Each Monday, students are still stumbling across the pavement in a drunken stupor, yet the one commonality amongst us with the professors is the inability to remove ourselves from the denial a new week is beginning. Like zombies drawn to the sounds and smells of nearby life--dragging limbs and heavy eyes--we all migrate to the library early in the morning to finish what was never started. Down the pedestrian mall, marching in uniform exhaustion to the beat of the same groans and grunts.
Students, of all lifestyles--ending in shame or Ramen-induced comas--stagger out of dormitories, greeted by a relentless sun and its glare; stretching and groaning the same as the walking dead. The final round of Beer Pong suddenly seeming like a waste of good beer. Under the dim lights of the library, we stare at bright screens, type--barely aware of the swift movements of our fingers (muscle memory, nothing more, zombies do not have the mental capacity for utilizing tools, even of the user-friendly kind)--and fight with the printers; and if we are lucky, we still have time for breakfast: eggs, hash browns, fruit and bacon. A cold glass of chocolate milk to complete the meal--a custom of mine.
Another hour passes and I am in a literature class studying the importance of Gilgamesh's potency and fetish for virgins. I do not know how I ended up in this seat towards the back of the classroom, but I am here, attentively scrawling notes on the themes of one of man's earliest--objectively considered so--stories.
What would Freud have to say about the demanding King of Uruk?
Our professor recently improved her status, as an educator and in her own discourse, with her approved doctoral thesis. Her obsession with rape as a theme in early British literature would give the psychology department more reason to live. "Doctor” whoever stands tall with a slender build. Something about the way she moves implies her frame is too frail to carry so much length--somewhat akin to the characters often found in Burton films: made of clay and appearing flexible without actually being so.
Doctor’s accent reeks of Wisconsin, though she has probably spent years overcoming her roots. Upon our first meeting, she openly expressed her depth of worldly experience and educational endeavors, stretching from her hometown to China. Some slow words uttered later, and a few eloquent ramblings about our latest read, and class is over, and with it, any need I have to care about Gilgamesh.

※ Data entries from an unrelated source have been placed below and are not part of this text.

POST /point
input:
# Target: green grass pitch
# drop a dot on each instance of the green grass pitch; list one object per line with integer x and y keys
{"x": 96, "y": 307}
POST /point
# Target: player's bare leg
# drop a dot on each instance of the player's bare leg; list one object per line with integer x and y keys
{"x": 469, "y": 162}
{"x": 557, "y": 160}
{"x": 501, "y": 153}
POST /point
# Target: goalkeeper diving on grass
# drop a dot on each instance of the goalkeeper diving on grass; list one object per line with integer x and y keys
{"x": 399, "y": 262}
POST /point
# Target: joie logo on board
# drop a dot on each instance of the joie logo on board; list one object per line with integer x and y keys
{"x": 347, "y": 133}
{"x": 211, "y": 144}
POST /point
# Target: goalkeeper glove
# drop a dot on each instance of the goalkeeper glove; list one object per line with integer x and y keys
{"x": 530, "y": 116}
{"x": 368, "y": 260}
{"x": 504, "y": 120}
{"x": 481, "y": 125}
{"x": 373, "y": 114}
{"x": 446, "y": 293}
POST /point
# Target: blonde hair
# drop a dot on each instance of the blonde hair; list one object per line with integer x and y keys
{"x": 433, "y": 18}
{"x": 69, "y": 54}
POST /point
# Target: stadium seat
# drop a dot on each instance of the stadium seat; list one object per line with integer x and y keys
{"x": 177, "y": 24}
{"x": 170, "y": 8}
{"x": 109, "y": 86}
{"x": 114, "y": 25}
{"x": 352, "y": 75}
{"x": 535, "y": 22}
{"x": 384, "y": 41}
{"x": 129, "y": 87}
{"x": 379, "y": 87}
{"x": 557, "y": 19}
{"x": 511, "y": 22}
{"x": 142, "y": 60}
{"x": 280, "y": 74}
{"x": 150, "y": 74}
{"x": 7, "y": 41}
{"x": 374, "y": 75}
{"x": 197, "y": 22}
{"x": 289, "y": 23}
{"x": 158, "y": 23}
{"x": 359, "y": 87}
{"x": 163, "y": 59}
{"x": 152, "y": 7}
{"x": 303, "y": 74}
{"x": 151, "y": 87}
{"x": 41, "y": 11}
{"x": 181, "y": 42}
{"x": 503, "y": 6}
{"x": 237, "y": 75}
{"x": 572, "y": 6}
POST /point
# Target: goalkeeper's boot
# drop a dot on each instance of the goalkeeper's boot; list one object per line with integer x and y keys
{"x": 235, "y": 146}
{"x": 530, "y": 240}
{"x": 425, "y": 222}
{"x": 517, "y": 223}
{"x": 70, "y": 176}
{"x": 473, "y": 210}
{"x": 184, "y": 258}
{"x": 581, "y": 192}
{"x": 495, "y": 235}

Anthropology is just as I expected the course to be--analytical, fascinating, and, just as any study of humans would be, hilarious. Gourd-shaped and vivacious, the woman with short, asymmetrical curls bounces around the classroom in a goofy manner--an incredibly endearing personality. Her manner is not as articulate as the worldly woman, yet she manages to appear even wiser. The study of language and the study of the humans are synonymous, but most find more reason to criticize the person and excuse the language (poor grammar is mere stupidity rather than cultural bounds). "Curls" has an obsession with artifacts--from fossils to more materialistic and modern, which is less peculiarly specific than the first.
Both women are more than willing to connect with their students; however one is more earnest in their want to learn our names. Despite her criticism, I suppose her study of humans has made her even more social--an interesting find any beings.
In my final live moments of the day, I was sent to a seminar of which has yet to change in the past year. The room was thick with sarcasm, strong personalities and a humor only Hunter Thompson would ever truly appreciate--together we sat, a group of inspired students aspired to be journalists. We report the news, feature entertainment, rant in columns, and joke about the authority and obstinate sources. Give us all a month and our shining faces will look just as ragged as the tread of our shoes. In tailored clothes and with a look of determination, I imagine my professional-self ripping-up pavement with soles more forgiving, instead of blister with every lesson learned on foot--article-by-article, I am paving my way, the tips of my shoes digging into the soft pavement caving under the breath of the sun.
There is peace in knowing my schedule for Mondays stretched into forever. I would rather have Monday’s pressing schedule than no experience or understanding at all—even if we do all resemble zombies without anything to kill.